← All resourcesWhat recruiters look for first
A customer success manager resume gets ranked in seconds. These are the five signals a recruiter (and an LLM-ranked ATS) checks before deciding whether to keep reading.
- Book size in $ ARR per role
- Net retention rate (NRR) and gross retention rate (GRR)
- Expansion (upsell / cross-sell) numbers
- Segment named (SMB, mid-market, enterprise)
- Tooling named (Gainsight, ChurnZero, Catalyst, etc.)
Bullet patterns that work
Every strong customer success manager bullet follows the same shape: action verb → what you built → who it was for → a number that proves the impact. Use these patterns as a scaffold, not a script.
Pattern
Owned [$ book] across [N customers] at [NRR%] net retentionExample
Owned a $4.2M ARR book across 38 mid-market accounts at 118% net retention and 96% gross retention over 4 quarters
Pattern
Drove [$ expansion] through [program]Example
Drove $620k in expansion through a structured QBR program with the top-20 accounts in my segment
Pattern
Reduced churn by [N] through [intervention]Example
Reduced churn by 31% in the at-risk SMB cohort through a 60-day proactive health-check program co-built with the support team
Skills section — what to keep
Recruiters skim skills sections for the keywords the JD mentioned by name. Lead with the hard skills, group your tools, and keep soft skills short.
Hard skills
- Account planning
- QBR facilitation
- Renewal forecasting
- Expansion playbooks
- Health scoring
Tools
- Gainsight
- ChurnZero
- Catalyst
- Salesforce
- HubSpot
Soft skills
- Customer empathy
- Cross-team partnership with sales + product
Pitfalls that get customer success managers filtered
- Skipping NRR / GRR — they're the headline numbers for CSM
- Calling yourself CSM without book size
- Vague "managed relationships" without expansion or retention numbers
- Listing tools instead of programs you ran
Frequently asked
How is CSM different from account manager?

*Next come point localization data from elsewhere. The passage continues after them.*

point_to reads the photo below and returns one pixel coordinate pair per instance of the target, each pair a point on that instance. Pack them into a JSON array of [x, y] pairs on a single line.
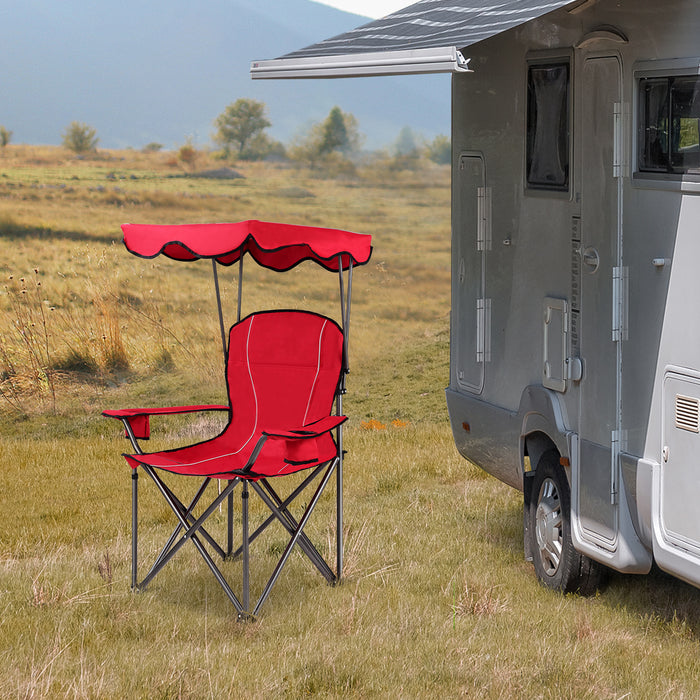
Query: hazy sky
[[368, 8]]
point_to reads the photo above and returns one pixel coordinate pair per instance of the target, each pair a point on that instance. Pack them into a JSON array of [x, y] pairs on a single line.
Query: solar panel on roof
[[432, 23], [426, 37]]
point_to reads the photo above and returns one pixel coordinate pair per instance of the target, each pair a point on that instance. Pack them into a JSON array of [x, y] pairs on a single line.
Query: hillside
[[163, 70]]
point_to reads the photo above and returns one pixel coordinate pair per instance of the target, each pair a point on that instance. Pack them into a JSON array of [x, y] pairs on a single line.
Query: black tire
[[557, 564]]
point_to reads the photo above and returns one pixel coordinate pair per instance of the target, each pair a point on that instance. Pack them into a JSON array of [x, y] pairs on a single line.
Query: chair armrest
[[138, 418], [324, 425]]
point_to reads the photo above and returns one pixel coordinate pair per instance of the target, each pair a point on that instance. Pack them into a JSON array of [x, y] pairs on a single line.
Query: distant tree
[[405, 144], [187, 154], [337, 135], [439, 150], [80, 138], [334, 133], [240, 126], [5, 136]]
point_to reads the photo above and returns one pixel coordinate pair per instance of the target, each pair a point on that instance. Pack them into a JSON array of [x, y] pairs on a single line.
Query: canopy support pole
[[218, 304], [240, 286]]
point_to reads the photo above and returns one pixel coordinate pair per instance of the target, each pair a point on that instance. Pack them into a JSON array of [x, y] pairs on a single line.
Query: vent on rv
[[688, 413]]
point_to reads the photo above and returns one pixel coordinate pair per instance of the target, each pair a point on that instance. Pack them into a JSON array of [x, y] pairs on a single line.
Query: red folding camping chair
[[285, 373]]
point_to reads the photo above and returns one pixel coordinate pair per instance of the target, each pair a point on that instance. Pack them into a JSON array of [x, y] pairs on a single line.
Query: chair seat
[[219, 459]]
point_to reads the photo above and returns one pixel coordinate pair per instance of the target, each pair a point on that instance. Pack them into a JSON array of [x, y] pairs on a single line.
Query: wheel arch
[[544, 427]]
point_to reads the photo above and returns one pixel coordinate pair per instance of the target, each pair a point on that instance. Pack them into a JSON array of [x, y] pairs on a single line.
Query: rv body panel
[[577, 326]]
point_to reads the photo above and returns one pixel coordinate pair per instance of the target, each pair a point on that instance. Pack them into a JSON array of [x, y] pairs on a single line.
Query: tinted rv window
[[669, 134], [548, 126]]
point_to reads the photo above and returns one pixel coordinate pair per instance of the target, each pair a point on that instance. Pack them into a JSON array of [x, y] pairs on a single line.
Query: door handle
[[590, 259]]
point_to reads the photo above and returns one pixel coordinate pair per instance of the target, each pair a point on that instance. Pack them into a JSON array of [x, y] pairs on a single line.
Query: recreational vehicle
[[575, 346]]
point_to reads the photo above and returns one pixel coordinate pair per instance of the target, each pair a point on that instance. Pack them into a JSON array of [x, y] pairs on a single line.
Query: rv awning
[[429, 36]]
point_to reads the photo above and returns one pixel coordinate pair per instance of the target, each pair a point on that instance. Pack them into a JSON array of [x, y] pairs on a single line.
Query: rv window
[[548, 126], [669, 134]]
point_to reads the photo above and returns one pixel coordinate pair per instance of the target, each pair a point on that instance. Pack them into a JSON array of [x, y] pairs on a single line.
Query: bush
[[80, 138]]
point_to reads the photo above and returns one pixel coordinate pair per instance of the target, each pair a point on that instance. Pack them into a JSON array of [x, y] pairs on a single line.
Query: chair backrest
[[283, 370]]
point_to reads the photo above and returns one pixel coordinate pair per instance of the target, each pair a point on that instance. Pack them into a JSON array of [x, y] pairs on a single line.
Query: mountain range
[[142, 71]]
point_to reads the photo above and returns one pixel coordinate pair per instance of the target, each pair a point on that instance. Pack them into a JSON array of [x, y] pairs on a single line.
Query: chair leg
[[304, 542], [246, 547], [190, 528], [134, 526], [229, 523], [271, 518], [295, 534]]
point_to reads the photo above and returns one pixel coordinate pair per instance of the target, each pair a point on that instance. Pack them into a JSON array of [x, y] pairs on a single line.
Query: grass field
[[436, 599]]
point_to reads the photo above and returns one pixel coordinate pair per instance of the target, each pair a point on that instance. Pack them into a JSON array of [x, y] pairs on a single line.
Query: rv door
[[471, 239], [595, 478]]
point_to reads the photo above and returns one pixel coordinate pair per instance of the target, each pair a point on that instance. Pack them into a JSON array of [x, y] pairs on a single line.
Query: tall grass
[[436, 599]]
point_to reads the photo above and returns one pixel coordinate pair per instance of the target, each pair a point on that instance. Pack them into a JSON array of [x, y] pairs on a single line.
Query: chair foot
[[246, 617]]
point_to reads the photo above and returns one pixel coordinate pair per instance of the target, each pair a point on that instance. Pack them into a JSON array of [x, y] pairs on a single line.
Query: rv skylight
[[669, 135], [547, 166]]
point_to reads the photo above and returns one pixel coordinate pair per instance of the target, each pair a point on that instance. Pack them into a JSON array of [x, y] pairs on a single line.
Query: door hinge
[[621, 120], [483, 236], [483, 330], [620, 296]]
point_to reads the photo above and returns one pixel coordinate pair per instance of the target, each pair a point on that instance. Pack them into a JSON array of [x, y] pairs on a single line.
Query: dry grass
[[436, 598]]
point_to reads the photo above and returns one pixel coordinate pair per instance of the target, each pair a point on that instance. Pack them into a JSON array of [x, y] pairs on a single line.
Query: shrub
[[80, 138]]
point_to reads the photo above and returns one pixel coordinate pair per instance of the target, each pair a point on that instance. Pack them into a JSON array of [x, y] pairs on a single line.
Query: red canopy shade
[[276, 246]]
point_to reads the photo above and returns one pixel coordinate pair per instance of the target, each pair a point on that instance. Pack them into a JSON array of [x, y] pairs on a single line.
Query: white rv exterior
[[575, 274], [575, 341]]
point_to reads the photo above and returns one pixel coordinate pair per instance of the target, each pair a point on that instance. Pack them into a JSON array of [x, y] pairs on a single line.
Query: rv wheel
[[557, 564]]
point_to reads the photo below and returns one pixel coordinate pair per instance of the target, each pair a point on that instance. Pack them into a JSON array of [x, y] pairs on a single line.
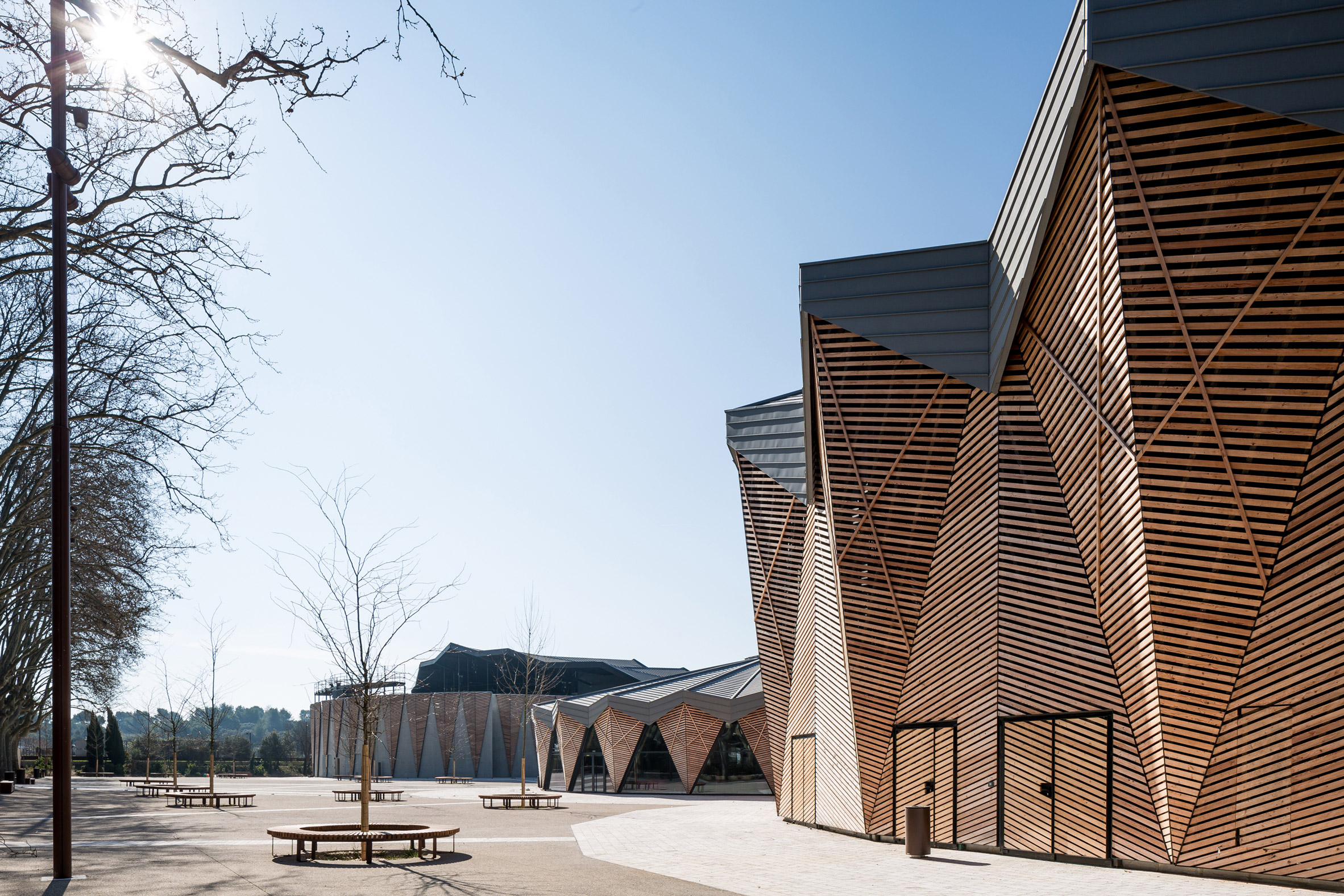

CSM owns retention + expansion through value delivery. AM owns commercial relationship + renewal mechanics. Some companies merge them — match the JD.
Do I need product knowledge for CSM roles?
Yes. The deeper your product knowledge, the more credible the customer conversations. Product-led CSMs increasingly write technical bullets too.
Should I include named accounts?
Yes if you have permission. Marquee logos signal scope and credibility.